Bene per la linea a Vimercate, che interessa anche Monza passandone il tracciato ai margini est del territorio di Monza (si veda anche il Piano di Governo del Territorio), che avrebbe dovuto come priorità venire dopo quella per Monza (come appare da molti documenti e protocolli degli anni precedenti e che invece è passata avanti per insufficienza dell'amministrazione attuale). Non possono sfuggire alcune considerazioni già dette in Consiglio comunale ed a cui si è risposto solo confusamente:

  1. al Tavolo di Milano  per questi interventi, la Giunta attuale di Monza si è fatta bagnare il naso dagli altri ed in particolare da Milano che ha ottenuto il prolungamento della linea  5 a San Siro (oltre ad altre cosette) dimenticando e cancellando il prolungamento su Monza che era già stato dichiarato come cosa fatta dal tempo della Giunta Albertini : In Consiglio l'assessore e il Sindaco attuali, facendo la parte della volpe che non è riuscita a cogliere l'uva,  si sono arrampicati sul vetro dicendo che non ci sono i finanziamenti, che sarebbe meglio un altro percorso in Monza, che non esiste progetto e, cosa ancora più divertente e quasi comica, che a Bettola ci sarebbe troppo interscambio di passeggeri. Si sono dimenticati i precedenti e che la MM ha già predisposto il progetto della stazione di interscambio tra le due linee (MM1 e linea 5) e che il Piano di Governo del Territorio vigente opportunamente la prevede.
  2. La conseguenza di questi comportamenti “sottomessi” della Giunta di Monza a scelte politiche estranee agli interessi di Monza e Brianza è che, tranne la prosecuzione della linea MM1 sino a Bettola (fortunatamente già decisa prima se no rischiava di saltare anche questa e che vedremo realizzata si pensa tra il 2012  e 2016), non sono previsti progetti e fattibilità di linee metropolitane su Monza perdendo un altro importante appuntamento e scivolando di anni per decisioni fondamentali per la nostra Città e per il Territorio.
  3. Viene ventilata la scoperta dell'acqua calda di questa Amministrazione e cioè la miglior utilizzazione della linea ferrata (già molto densa per passeggeri) e in particolare, diciamo noi, l'apertura di nuove fermate e stazioni (che però la Ferrovia non vuole fare e qualcuno, anche per quelle decise, mette in dubbio come quella di viale Libertà  dove il parcheggio di zona necessita, pena essere inutile la stazione. Infatti se si fa la fermata senza un giusto parcheggio interrato ci troveremo le macchine in strada nel quartiere alla faccia dei dilettanti nostrani) . Si fa anche finta di non sapere che senza la realizzazione della Gronda Ferroviaria a Nord ed altri interventi di rete è più difficile pensare ad ulteriori potenziamenti ed organizzazione della rete passeggeri ferroviaria.
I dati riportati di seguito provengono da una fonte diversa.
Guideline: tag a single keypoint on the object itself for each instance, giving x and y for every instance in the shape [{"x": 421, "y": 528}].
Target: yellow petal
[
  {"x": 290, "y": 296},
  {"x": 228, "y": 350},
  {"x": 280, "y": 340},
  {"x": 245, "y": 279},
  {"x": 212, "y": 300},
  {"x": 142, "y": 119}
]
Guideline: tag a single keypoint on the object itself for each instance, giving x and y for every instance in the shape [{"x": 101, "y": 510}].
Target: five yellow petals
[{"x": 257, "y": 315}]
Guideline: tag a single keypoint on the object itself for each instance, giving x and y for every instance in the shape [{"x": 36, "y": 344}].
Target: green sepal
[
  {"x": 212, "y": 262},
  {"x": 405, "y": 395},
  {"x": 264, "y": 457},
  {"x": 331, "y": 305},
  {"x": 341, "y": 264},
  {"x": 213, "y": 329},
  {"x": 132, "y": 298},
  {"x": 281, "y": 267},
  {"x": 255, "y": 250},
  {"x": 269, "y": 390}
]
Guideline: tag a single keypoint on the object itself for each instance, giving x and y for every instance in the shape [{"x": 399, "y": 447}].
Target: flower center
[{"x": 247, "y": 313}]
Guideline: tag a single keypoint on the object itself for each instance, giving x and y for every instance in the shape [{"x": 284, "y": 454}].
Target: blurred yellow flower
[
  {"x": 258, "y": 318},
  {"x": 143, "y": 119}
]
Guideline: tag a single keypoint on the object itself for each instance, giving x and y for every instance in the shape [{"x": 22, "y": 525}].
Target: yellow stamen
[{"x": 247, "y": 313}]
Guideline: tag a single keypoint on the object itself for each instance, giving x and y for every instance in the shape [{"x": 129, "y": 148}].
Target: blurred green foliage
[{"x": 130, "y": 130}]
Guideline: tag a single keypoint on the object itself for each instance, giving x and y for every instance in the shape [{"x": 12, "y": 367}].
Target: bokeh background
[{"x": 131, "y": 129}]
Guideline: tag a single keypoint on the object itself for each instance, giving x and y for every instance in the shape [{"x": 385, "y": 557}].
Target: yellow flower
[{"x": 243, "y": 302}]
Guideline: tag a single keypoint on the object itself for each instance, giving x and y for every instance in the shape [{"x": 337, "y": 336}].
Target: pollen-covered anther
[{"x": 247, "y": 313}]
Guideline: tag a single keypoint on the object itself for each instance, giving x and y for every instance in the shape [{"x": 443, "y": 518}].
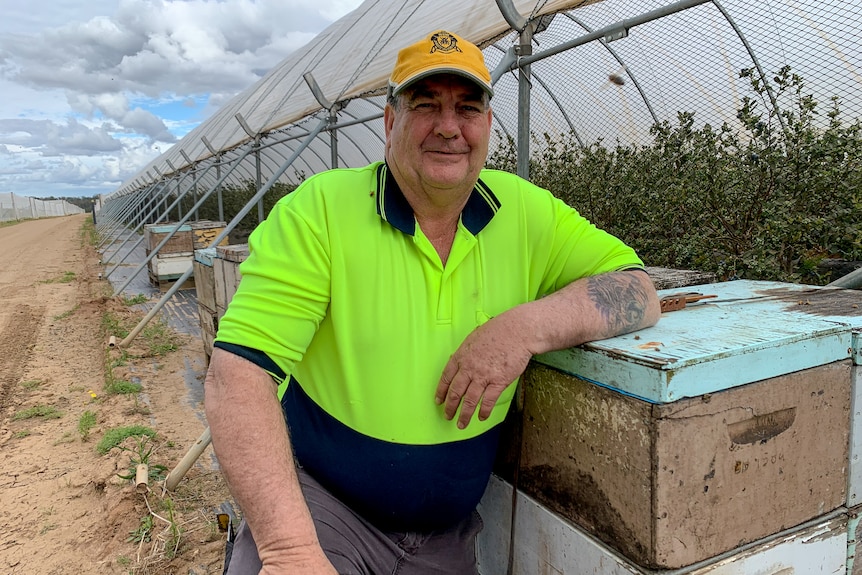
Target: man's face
[{"x": 437, "y": 140}]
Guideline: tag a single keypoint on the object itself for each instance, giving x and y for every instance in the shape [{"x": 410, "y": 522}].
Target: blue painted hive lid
[{"x": 751, "y": 330}]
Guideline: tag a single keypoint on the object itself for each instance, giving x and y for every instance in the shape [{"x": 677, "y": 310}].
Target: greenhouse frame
[{"x": 597, "y": 71}]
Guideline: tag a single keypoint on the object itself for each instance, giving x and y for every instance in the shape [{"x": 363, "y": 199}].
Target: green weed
[{"x": 38, "y": 411}]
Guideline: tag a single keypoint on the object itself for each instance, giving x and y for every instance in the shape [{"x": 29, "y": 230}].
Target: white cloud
[{"x": 88, "y": 88}]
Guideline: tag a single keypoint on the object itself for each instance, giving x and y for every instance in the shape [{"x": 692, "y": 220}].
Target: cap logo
[{"x": 444, "y": 42}]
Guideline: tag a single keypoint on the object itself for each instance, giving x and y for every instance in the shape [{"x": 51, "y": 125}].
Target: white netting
[{"x": 14, "y": 207}]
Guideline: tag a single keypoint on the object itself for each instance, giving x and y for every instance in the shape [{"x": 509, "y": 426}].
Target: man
[{"x": 397, "y": 305}]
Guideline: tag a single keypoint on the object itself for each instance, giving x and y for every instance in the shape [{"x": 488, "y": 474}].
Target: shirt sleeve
[
  {"x": 570, "y": 247},
  {"x": 285, "y": 288}
]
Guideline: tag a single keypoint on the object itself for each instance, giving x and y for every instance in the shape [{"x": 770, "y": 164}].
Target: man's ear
[{"x": 388, "y": 119}]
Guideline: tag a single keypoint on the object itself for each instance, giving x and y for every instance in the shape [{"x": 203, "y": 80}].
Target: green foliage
[
  {"x": 38, "y": 412},
  {"x": 120, "y": 386},
  {"x": 114, "y": 437},
  {"x": 141, "y": 454},
  {"x": 134, "y": 300},
  {"x": 768, "y": 199},
  {"x": 143, "y": 533}
]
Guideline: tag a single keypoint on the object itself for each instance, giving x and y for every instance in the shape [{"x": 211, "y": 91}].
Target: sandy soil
[{"x": 64, "y": 509}]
  4. Con questo, sempre di acqua calda, la vecchia riscoperta citata dal Sindaco di una proposta di linea “ferroviaria- metropolitana come ibrido” di superficie affiancata alla ferrovia per Como, alla ferrovia per Lecco, alla Molteno Oggiono , alle finestre dei quartieri residenziali, mentre in realtà servirebbe altrove. Linea fantasiosa e di forte impatto ambientale di superficie (ponti, attraversamenti, rumori etc.) e costi. Si è detto che è una cosa che si fa in quattro e quattr'otto, con poca spesa. Stiamo a vedere, intanto il “treno vero” si è perso per la linea metropolitana 5, come sopra detto, per inettitudine, sottomissione politica e  idee sbagliate.
La cosa esemplare è che è stato approvato il Piano di Governo del Territorio che indica un quadro abbastanza preciso per la realizzazione delle reti di mobilità, compresa quella  su ferro per Monza e zona. E' necessario che se ne prenda atto e si fissino obiettivi precisi di realizzazione (si veda in internet, pagina di Monza, la tav. 9 del PGT sulle previsioni di Mobilità). Fortunatamente il progetto Bettola, che va in porto e fortemente anche voluto dalla precedente amministrazione,  tiene ancora conto della possibile stazione della linea 5. Ne parleremo ancora dopo le Feste.